Também contamos com o apoio das secretarias municipais, sendo uma união de esforços entre todos. Tecnologicamente a Afubra evoluiu. Primeiro era papel, depois maquina de calcular e demais formas. Hoje o pessoal de campo atua com equipamentos tecnológicos nas lavouras. Terminou o dia, ele se conecta com o servidor da matriz e repassa todas as informações, no dia seguinte já sabemos se teve de prejuízos nas lavouras. Desenvolvemos tudo internamente, tanto o sistema comercial e da mutualidade. A Afubra evoluiu na área tecnológica em todos os setores para acompanhar a evolução e o crescimento da entidade.
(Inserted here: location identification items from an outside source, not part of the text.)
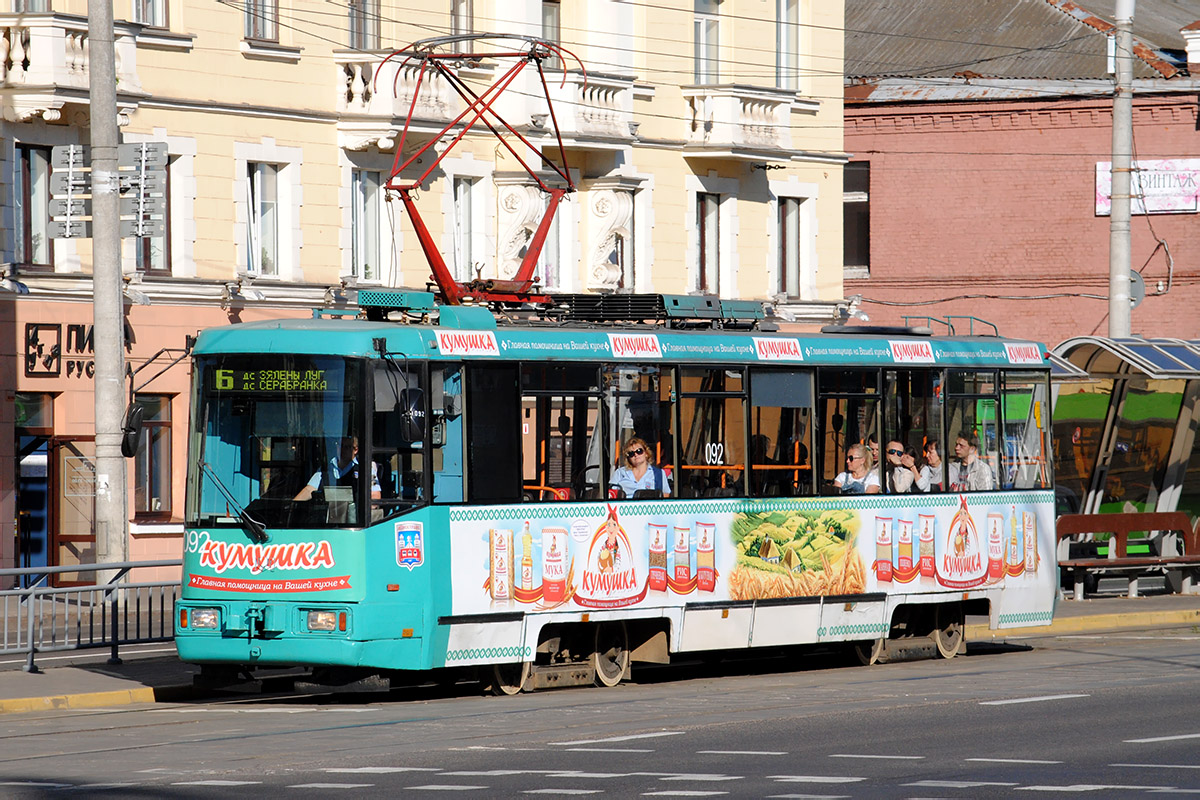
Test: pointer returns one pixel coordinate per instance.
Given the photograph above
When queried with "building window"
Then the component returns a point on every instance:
(262, 19)
(364, 24)
(33, 208)
(151, 463)
(708, 264)
(462, 17)
(857, 217)
(552, 29)
(707, 42)
(463, 228)
(790, 246)
(262, 220)
(154, 252)
(150, 12)
(787, 43)
(366, 193)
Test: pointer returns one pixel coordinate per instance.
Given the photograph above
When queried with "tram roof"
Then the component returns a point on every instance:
(357, 337)
(1152, 358)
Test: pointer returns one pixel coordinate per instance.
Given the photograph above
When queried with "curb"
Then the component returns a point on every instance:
(87, 701)
(1089, 624)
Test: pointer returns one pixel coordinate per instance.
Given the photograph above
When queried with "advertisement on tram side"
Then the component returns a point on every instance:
(669, 553)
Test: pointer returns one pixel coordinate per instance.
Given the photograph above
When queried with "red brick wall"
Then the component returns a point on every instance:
(997, 202)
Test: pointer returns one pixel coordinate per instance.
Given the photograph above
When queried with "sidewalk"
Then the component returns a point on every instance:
(88, 681)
Hoje, o sistema que temos à disposição, foi a própria Afubra que desenvolveu com o auxílio de profissionais terceirizados, especialistas na área de informática, que auxiliaram no desenvolvimento interno do sistema da empresa. Como em alguns locais ainda não há sinal de internet, ainda temos enviado mensagens de SMS para os produtores que estão no cadastro. É um desafio para o futuro onde a conectividade precisa estar cada vez mais presente.
RJ – Que mensagem o senhor deixa para o associado da Afubra?
Werner – Precisamos dizer para o produtor acreditar mais e trabalhar com a tecnologia. Nós não podemos depender somente do clima. Aquilo que com a tecnologia nós podemos resolver, precisamos investir na propriedade, precisamos acreditar nas instituições que representam os produtores. Muitas vezes o trabalho destas entidades é dificultado por forças que parecem ocultas, mas não são tão ocultas. São governos com direções e objetivos diferentes que o setor primário precisa ter. Cada vez mais os produtores precisam se unir em prol das suas instituições.